[CHAPTER II]
TWO LOVELY LADIES
I am trying to give you this story as it opened up step by step before me and around me, not merely as I came to see it afterwards, looking backward. But of course I shall have to select my scenes. The story ran sometimes, like a cryptogram, through other events that seemed at the time to mean something entirely different, and I also did some living and working and thinking along other lines through those days. But these matters I eliminate in telling the tale. They were equally important to me at the time but now they are forgotten, and the links of the story are the only things that stand out in my memory.
Mrs. Whyte's dinner was an important link, but before that there came another incident most significant, as I saw afterwards,--or, rather, two related incidents.
There was an old beggar on the street-corner right across from my office for whom I had an especial affection. Of course he made a show of being a merchant rather than a beggar, by having a tray of cut flowers in summer and hot peanuts in winter and newspapers at all seasons, on a tripod arrangement beside him; and the police knew better than to see if he sometimes held up a wayfarer for more than the price of his wares.
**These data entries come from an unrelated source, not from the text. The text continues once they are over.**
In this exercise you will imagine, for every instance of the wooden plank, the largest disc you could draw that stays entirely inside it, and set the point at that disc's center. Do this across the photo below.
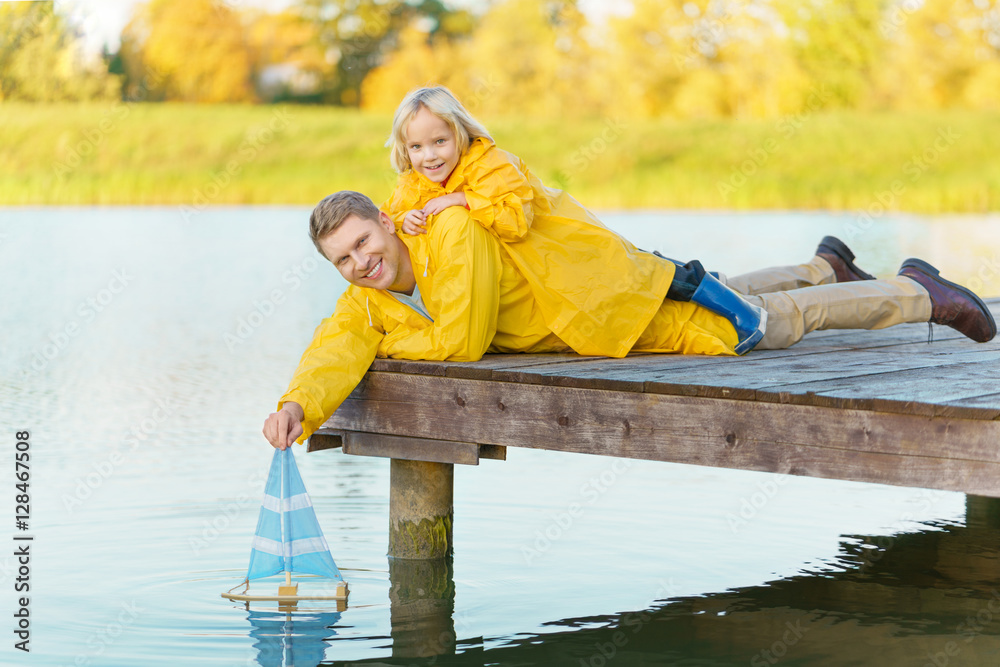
(410, 448)
(322, 439)
(753, 373)
(924, 385)
(495, 452)
(952, 454)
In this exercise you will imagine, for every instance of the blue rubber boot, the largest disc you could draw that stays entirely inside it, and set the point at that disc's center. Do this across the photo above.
(749, 321)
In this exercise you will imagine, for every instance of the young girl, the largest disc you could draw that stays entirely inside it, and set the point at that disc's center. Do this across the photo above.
(445, 158)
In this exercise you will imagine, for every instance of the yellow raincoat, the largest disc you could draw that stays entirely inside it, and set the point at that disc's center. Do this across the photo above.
(569, 284)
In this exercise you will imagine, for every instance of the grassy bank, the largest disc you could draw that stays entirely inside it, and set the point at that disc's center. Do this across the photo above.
(194, 155)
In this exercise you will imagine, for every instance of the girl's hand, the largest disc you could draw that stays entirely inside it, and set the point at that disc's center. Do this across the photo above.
(415, 222)
(439, 204)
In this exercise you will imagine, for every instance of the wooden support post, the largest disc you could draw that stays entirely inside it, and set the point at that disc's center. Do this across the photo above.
(420, 509)
(422, 601)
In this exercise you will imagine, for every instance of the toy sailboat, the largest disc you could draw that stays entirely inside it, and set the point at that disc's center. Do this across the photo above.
(288, 538)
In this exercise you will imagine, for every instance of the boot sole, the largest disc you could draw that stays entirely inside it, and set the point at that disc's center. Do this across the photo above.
(841, 250)
(930, 270)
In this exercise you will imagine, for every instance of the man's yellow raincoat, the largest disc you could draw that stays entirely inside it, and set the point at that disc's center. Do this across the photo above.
(526, 269)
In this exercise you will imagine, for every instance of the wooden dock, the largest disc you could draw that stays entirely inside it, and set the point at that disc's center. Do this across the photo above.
(870, 406)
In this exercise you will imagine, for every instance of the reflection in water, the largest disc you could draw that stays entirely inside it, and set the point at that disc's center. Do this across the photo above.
(422, 598)
(930, 597)
(287, 637)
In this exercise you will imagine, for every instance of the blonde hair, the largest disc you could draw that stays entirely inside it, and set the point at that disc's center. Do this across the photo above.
(442, 103)
(330, 213)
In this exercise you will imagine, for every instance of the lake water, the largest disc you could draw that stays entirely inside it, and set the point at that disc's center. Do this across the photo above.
(143, 352)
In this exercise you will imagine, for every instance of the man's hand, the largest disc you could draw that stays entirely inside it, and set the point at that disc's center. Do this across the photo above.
(438, 204)
(283, 427)
(415, 222)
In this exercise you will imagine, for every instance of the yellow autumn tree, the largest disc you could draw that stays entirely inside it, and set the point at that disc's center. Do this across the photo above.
(702, 58)
(188, 50)
(524, 57)
(41, 59)
(943, 53)
(289, 62)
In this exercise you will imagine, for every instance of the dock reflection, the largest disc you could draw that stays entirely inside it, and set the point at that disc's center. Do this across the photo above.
(930, 597)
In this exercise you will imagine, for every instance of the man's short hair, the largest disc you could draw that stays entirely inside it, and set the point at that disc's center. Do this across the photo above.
(330, 213)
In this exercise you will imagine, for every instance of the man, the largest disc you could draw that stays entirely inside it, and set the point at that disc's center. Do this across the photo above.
(457, 293)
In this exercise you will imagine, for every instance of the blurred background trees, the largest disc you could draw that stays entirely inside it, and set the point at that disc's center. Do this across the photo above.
(653, 58)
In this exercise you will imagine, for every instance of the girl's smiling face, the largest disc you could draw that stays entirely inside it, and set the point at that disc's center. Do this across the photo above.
(431, 146)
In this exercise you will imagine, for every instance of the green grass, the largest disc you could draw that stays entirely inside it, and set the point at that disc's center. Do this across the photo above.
(190, 154)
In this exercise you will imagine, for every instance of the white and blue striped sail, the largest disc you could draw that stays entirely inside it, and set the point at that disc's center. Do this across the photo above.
(288, 537)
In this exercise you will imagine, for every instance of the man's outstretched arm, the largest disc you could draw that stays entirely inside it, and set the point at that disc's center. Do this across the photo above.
(336, 360)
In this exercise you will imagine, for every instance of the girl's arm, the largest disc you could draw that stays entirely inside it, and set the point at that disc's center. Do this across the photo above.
(465, 300)
(499, 194)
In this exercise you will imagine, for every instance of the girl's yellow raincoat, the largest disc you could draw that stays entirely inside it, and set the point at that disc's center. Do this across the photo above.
(538, 273)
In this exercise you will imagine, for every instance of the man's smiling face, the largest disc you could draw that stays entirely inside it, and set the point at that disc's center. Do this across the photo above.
(369, 254)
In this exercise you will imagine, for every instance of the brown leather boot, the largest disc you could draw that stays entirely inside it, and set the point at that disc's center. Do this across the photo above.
(953, 305)
(841, 259)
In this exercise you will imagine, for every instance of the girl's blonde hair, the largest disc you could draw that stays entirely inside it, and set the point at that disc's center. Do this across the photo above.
(443, 104)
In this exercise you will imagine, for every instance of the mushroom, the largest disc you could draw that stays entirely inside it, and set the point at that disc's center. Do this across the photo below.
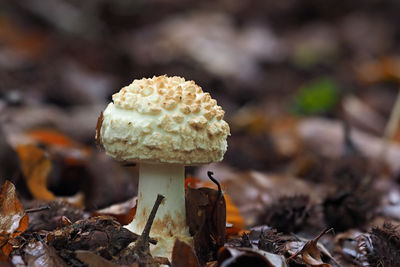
(164, 124)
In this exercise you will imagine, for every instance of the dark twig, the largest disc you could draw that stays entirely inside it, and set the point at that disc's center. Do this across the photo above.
(210, 173)
(37, 209)
(142, 244)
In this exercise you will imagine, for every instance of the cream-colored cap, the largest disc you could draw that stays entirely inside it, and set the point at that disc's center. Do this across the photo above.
(164, 119)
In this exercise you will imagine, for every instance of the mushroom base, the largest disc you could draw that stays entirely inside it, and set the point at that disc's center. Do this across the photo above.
(170, 221)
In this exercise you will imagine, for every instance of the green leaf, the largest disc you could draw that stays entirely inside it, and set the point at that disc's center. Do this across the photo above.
(317, 97)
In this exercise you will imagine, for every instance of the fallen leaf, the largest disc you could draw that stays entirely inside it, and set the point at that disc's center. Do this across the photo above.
(39, 254)
(122, 212)
(235, 221)
(206, 218)
(183, 255)
(228, 256)
(310, 252)
(101, 235)
(36, 168)
(71, 152)
(13, 220)
(94, 260)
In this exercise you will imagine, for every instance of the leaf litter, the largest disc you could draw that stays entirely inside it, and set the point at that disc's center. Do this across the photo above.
(286, 176)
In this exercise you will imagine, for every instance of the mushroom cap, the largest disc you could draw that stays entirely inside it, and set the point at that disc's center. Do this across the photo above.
(164, 120)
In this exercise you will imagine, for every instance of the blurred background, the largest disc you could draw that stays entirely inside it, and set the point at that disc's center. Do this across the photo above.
(289, 74)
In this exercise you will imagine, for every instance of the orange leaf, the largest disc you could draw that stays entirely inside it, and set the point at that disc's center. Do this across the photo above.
(51, 137)
(36, 168)
(233, 216)
(13, 220)
(72, 152)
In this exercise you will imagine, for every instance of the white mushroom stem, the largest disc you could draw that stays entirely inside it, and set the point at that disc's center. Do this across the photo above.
(170, 221)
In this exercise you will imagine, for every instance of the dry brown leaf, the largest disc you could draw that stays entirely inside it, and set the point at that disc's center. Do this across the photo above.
(310, 252)
(228, 256)
(183, 255)
(36, 168)
(39, 254)
(235, 221)
(206, 218)
(13, 220)
(122, 212)
(71, 152)
(94, 260)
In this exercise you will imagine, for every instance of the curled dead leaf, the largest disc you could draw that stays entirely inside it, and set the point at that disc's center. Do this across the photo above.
(36, 168)
(13, 219)
(183, 255)
(228, 256)
(310, 253)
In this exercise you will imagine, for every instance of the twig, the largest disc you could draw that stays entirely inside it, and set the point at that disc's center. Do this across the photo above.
(142, 244)
(391, 127)
(210, 173)
(37, 209)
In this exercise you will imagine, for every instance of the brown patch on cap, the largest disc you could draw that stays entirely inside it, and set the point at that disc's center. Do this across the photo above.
(98, 128)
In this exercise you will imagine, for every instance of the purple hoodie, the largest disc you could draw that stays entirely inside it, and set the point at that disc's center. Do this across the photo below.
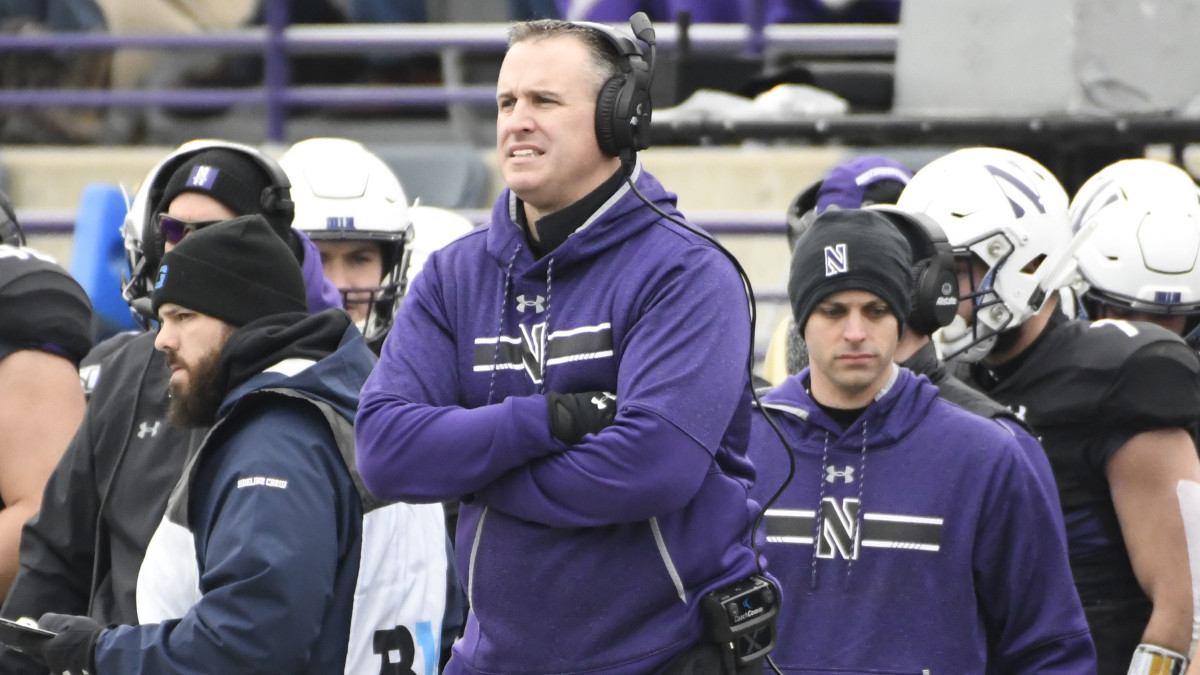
(939, 549)
(322, 292)
(587, 557)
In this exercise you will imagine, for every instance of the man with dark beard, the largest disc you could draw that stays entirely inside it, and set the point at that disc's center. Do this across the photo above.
(297, 568)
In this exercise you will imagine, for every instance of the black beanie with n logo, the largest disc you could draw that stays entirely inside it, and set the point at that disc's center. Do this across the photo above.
(850, 250)
(238, 270)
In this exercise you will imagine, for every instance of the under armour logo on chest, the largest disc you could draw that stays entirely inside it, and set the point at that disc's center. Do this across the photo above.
(601, 400)
(538, 303)
(145, 429)
(833, 475)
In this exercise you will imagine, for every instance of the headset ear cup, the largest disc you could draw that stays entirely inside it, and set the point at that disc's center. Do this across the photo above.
(935, 298)
(921, 317)
(607, 135)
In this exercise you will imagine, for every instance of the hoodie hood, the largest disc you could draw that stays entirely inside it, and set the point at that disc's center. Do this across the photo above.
(893, 414)
(322, 294)
(505, 240)
(323, 357)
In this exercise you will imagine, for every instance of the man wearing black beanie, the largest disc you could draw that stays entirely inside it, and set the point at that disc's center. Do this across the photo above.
(298, 568)
(909, 527)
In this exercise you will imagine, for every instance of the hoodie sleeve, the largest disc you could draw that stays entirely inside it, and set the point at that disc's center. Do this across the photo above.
(1033, 615)
(682, 381)
(268, 553)
(414, 442)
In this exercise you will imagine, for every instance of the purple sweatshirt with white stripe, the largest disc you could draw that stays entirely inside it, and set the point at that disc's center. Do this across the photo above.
(919, 539)
(587, 557)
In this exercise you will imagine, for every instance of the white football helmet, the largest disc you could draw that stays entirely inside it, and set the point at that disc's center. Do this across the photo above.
(1007, 211)
(144, 245)
(342, 191)
(1144, 252)
(433, 228)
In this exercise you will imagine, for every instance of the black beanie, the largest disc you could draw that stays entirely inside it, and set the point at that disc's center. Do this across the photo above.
(229, 177)
(237, 270)
(850, 249)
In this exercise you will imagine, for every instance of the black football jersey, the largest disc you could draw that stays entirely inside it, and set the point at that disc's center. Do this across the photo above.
(1085, 388)
(41, 305)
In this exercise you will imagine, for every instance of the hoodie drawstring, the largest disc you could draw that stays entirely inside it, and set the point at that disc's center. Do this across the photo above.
(545, 340)
(861, 477)
(816, 519)
(858, 513)
(499, 329)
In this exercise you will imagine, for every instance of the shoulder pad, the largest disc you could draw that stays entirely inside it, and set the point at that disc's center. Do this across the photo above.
(41, 305)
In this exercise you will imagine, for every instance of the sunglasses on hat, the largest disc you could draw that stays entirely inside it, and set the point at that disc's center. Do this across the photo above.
(173, 230)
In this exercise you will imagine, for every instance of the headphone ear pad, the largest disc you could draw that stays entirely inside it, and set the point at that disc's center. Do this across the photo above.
(935, 296)
(921, 316)
(606, 113)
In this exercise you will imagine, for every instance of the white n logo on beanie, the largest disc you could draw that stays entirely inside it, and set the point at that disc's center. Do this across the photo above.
(837, 260)
(203, 175)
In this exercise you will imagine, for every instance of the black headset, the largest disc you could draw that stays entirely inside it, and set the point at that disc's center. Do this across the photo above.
(623, 107)
(935, 287)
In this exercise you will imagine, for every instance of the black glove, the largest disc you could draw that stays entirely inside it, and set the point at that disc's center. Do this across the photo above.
(573, 416)
(73, 650)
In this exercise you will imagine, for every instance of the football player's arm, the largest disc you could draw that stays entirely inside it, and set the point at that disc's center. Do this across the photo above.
(1036, 622)
(1143, 477)
(414, 442)
(682, 378)
(41, 406)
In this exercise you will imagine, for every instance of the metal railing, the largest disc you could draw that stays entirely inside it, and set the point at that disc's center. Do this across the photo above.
(277, 40)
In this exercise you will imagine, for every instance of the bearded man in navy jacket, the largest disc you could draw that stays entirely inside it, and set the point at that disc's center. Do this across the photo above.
(575, 372)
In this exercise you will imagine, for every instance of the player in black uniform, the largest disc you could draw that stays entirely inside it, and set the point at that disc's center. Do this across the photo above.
(1140, 261)
(1113, 401)
(45, 330)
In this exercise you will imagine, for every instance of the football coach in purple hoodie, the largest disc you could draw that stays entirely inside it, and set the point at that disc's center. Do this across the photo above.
(915, 536)
(575, 372)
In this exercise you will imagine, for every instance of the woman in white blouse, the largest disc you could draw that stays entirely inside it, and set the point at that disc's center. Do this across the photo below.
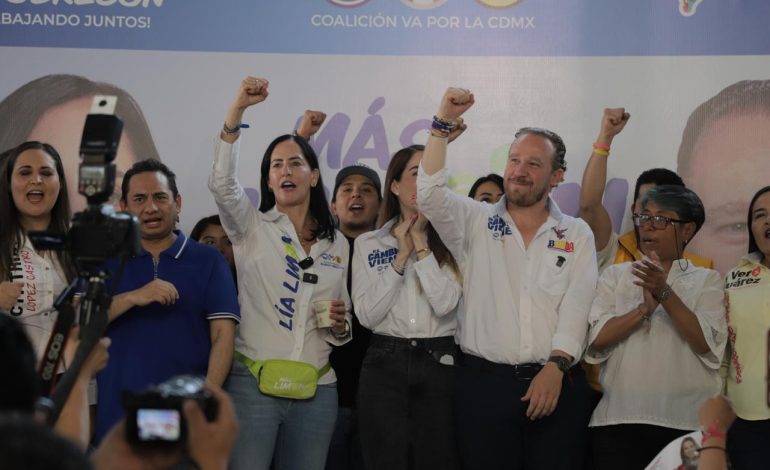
(33, 196)
(406, 289)
(288, 255)
(658, 328)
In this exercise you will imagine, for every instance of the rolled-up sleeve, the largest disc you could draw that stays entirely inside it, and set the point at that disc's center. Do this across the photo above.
(237, 214)
(451, 214)
(710, 311)
(572, 325)
(603, 309)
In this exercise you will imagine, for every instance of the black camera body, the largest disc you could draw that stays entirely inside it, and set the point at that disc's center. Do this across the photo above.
(154, 417)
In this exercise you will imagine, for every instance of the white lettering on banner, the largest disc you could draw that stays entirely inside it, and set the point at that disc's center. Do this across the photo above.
(28, 19)
(111, 21)
(88, 21)
(103, 3)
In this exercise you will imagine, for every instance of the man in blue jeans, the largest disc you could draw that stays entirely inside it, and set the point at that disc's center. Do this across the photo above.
(529, 277)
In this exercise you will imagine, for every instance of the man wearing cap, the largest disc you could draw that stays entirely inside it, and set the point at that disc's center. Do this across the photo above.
(356, 203)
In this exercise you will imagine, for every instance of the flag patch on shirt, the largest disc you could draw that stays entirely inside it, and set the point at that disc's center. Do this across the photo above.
(561, 245)
(331, 261)
(743, 278)
(498, 227)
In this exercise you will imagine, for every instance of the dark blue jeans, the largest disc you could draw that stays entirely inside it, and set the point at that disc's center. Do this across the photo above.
(494, 431)
(747, 444)
(405, 404)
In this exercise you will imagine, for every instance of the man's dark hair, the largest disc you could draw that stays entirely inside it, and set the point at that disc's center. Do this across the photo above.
(28, 445)
(658, 177)
(151, 166)
(319, 207)
(744, 97)
(490, 178)
(560, 150)
(752, 240)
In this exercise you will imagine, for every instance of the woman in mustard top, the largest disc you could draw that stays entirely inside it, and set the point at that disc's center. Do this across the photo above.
(748, 306)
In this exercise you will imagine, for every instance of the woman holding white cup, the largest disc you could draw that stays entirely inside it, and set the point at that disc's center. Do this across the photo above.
(288, 255)
(406, 288)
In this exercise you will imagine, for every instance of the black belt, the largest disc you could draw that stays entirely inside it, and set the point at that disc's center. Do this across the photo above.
(426, 344)
(525, 371)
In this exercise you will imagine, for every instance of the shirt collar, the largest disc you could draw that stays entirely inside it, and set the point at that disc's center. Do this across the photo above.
(176, 249)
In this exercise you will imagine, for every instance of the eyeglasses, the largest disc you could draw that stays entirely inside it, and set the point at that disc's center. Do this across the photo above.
(659, 222)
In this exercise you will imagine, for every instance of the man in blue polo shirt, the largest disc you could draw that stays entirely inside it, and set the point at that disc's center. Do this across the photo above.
(175, 308)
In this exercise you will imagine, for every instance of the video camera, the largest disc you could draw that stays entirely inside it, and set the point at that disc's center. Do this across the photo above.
(154, 417)
(96, 234)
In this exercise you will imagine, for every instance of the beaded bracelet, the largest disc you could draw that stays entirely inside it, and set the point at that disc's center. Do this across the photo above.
(442, 125)
(234, 130)
(665, 294)
(398, 269)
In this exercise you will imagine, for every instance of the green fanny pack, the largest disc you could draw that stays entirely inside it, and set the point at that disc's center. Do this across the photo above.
(283, 378)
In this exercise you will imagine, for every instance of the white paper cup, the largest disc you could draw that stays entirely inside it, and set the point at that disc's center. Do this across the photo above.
(323, 312)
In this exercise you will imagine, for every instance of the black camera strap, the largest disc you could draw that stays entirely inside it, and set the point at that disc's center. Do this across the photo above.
(94, 306)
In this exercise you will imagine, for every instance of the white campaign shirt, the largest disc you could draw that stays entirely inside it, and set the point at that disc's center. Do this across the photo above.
(519, 303)
(422, 303)
(653, 376)
(276, 315)
(43, 280)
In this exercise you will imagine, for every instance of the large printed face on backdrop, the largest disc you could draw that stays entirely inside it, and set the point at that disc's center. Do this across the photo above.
(290, 176)
(62, 127)
(730, 162)
(35, 188)
(152, 201)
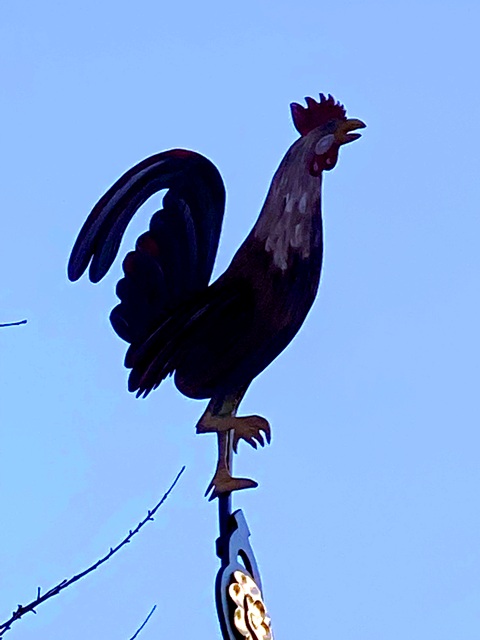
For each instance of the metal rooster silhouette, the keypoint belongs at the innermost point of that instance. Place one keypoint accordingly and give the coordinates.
(215, 338)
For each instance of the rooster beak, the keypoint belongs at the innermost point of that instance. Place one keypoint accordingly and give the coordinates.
(342, 133)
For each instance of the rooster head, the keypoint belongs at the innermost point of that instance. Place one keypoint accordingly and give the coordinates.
(327, 124)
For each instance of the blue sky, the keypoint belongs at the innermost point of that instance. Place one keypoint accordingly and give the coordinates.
(366, 522)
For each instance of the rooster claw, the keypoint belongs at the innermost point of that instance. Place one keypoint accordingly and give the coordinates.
(223, 482)
(250, 429)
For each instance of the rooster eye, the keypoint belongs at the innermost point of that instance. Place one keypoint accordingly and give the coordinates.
(324, 144)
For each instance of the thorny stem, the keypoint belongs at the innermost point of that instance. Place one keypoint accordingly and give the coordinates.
(30, 607)
(144, 623)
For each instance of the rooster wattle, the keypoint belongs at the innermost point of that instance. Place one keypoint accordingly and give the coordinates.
(215, 338)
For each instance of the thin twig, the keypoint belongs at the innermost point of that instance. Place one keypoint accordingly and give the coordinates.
(13, 324)
(23, 609)
(146, 620)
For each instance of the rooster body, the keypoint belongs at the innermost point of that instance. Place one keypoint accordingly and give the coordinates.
(216, 338)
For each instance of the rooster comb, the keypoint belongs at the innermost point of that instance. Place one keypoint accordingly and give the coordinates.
(316, 113)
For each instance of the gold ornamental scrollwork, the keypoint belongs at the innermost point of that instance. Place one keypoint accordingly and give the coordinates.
(250, 618)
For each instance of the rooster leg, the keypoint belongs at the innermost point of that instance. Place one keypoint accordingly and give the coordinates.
(220, 418)
(248, 428)
(223, 482)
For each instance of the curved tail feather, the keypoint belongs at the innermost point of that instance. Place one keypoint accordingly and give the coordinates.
(174, 259)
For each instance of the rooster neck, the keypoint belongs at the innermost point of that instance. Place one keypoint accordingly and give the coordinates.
(290, 221)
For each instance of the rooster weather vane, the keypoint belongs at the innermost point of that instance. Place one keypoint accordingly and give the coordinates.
(215, 338)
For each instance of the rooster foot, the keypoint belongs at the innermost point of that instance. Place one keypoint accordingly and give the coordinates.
(222, 482)
(248, 428)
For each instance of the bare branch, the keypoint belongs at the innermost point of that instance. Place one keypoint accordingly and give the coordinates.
(146, 620)
(13, 324)
(23, 609)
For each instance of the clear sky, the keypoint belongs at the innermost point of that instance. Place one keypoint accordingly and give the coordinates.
(366, 523)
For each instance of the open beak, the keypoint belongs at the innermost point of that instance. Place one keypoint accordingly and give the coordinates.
(343, 133)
I was fond of him because he was so imperturbably cheerful, rain or shine, and so picturesque and resourceful in flattery. He was an old soldier; and one leg that had danced in days agone, and that had most heedlessly carried him to the firing line in half a dozen battles of our own Civil War was buried at Gettysburg. Barney seemed to regard this as a peculiarly fortunate circumstance, since it had made it possible for him to use a crutch. That crutch was a rare and wonderful possession, according to Barney. Hearing him dilate on its convenience and comfortableness, you might almost come to believe that he meant it all.
Well, you'll understand from this that I not only liked but respected Barney, and I usually stopped to get a flower when I passed his stand on leaving my office. On that Monday,--that eventful and ever-to-be-remembered Monday,--I saw as I approached that Barney was holding forth in the spell-binding manner I knew, to another listener,--a young fellow, I thought at first. But as I came up, his listener emptied a chatelaine purse upon Barney's tray, and my surprised glance from the jingling shower of silver to the face of the impetuous donor showed me that it was a young girl,--a gallant, boyish-faced girl, whose eyes were shining into Barney's with the enthusiasm of a hero-worshipper.
"I'll never forget that,--never!" she cried, in a voice thrilled with emotion. "It was great." And on the instant she turned on her heel like a boy and marched off down the street.
I looked at Barney with suspended disapproval, and for once, to do him credit, he looked abashed.
"Faith, and who'd think the chit would have all that money about her and her that reckless in shcattering it about!" he exclaimed. Then, recovering himself, he thrust the coins carelessly in his pocket (perhaps to get them out of my accusing sight) and ran on, confidentially,--
"It's the Lord's own providince that she turned it over to me, instead of carrying it about to the shops where temptation besets a young girl on all sides. It's too full their pretty heads are of follolls and such, for it's light-headed they are at that age, and that's the Lord's truth."